REINFORCEjs

# About **REINFORCEjs** is a Reinforcement Learning library that implements several common RL algorithms supported with fun web demos, and is currently maintained by [@karpathy](https://twitter.com/karpathy). In particular, the library currently includes: ### Dynamic Programming For solving finite (and not too large), deterministic MDPs. The solver uses standard tabular methods will no bells and whistles, and the environment must provide the dynamics.

Right: A simple Gridworld solved with a Dynamic Programming. Very exciting. Head over to the GridWorld: DP demo to play with the GridWorld environment and policy iteration.
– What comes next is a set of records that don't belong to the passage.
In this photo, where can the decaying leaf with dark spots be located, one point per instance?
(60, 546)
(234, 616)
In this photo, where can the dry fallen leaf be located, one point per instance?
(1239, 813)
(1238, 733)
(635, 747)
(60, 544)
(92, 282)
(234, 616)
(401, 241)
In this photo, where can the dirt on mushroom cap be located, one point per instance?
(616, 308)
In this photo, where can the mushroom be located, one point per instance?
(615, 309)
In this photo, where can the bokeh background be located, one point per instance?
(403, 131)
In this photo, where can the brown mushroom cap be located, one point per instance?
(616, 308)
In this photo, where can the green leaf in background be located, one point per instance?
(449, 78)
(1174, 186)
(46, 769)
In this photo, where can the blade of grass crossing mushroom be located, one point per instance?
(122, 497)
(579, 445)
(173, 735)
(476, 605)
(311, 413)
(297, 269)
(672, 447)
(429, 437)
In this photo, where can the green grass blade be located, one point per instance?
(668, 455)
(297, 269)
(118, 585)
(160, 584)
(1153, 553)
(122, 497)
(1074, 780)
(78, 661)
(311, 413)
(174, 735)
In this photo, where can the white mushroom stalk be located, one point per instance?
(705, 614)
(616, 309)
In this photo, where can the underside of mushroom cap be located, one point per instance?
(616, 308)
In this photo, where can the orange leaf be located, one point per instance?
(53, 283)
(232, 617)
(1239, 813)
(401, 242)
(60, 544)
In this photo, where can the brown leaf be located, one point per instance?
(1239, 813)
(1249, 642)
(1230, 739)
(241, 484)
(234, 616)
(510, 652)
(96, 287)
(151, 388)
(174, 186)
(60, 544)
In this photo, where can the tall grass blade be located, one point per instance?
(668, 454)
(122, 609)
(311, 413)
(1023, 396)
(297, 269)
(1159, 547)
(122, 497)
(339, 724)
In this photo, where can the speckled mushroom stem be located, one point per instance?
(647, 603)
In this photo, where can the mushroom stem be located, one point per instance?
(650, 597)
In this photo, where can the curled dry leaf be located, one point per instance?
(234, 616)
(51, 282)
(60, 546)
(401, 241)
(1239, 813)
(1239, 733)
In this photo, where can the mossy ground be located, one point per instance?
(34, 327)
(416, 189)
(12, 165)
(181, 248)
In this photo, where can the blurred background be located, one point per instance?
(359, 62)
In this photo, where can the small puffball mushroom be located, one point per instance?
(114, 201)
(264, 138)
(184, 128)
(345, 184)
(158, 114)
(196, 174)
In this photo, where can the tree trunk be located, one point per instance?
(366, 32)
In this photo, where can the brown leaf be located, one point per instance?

### Tabular Temporal Difference Learning Both SARSA and Q-Learning are included. The agent still maintains tabular value functions but does not require an environment model and learns from experience. Support for many bells and whistles is also included such as Eligibility Traces and Planning (with priority sweeps). ### Deep Q Learning Reimplementation of [Mnih et al.](http://www.nature.com/nature/journal/v518/n7540/full/nature14236.html) Atari Game Playing model. The approach models the action value function Q(s,a) with a neural network and hence allows continuous input spaces. However, with a fixed number of discrete actions. The implementation includes most of the bells and whistles (e.g. experience replay, TD error clamping for robustness). ### Policy Gradients The implementation includes a stochastic policy gradient Agent that uses REINFORCE and LSTMs that learn both the actor policy and the value function baseline, and also an implementation of recent Deterministic Policy Gradients by [Silver et al](http://www0.cs.ucl.ac.uk/staff/d.silver/web/Publications_files/deterministic-policy-gradients.pdf). To make a lot of this happen (e.g. LSTMs in particular), the library includes a fork of my previous project [recurrentjs](https://github.com/karpathy/recurrentjs), which allows one to set up graphs of computations over matrices and perform automatic backprop. I do not include the demo for policy gradient methods because the current implementations are unfortunately finicky and unstable (both stochastic and deterministic). I still include the code in the library in case someone wants to poke around. I suspect that either there are bugs (It's proving difficult to know for sure), or I'm missing some tips/tricks needed to get them to work reliably. # Example Library Usage Including the library (currently there is no nodejs support out of the box): ```javascript ``` For most applications (e.g. simple games), the DQN algorithm is a safe bet to use. If your project has a finite state space that is not too large, the DP or tabular TD methods are more appropriate. As an example, the DQN Agent satisfies a very simple API:


// create an environment object
var env = {};
env.getNumStates = function() { return 8; }
env.getMaxNumActions = function() { return 4; }

// create the DQN agent
var spec = { alpha: 0.01 } // see full options on DQN page
agent = new RL.DQNAgent(env, spec); 

setInterval(function(){ // start the learning loop
  var action = agent.act(s); // s is an array of length 8
  //... execute action in environment and get the reward
  agent.learn(reward); // the agent improves its Q,policy,model, etc. reward is a float
}, 0);

In other words, you pass the agent some vector and it gives you an action. Then you reward or punish its behavior with the `reward` signal. The agent will over time tune its parameters to maximize the rewards it obtains. The full source code is on Github under the MIT license.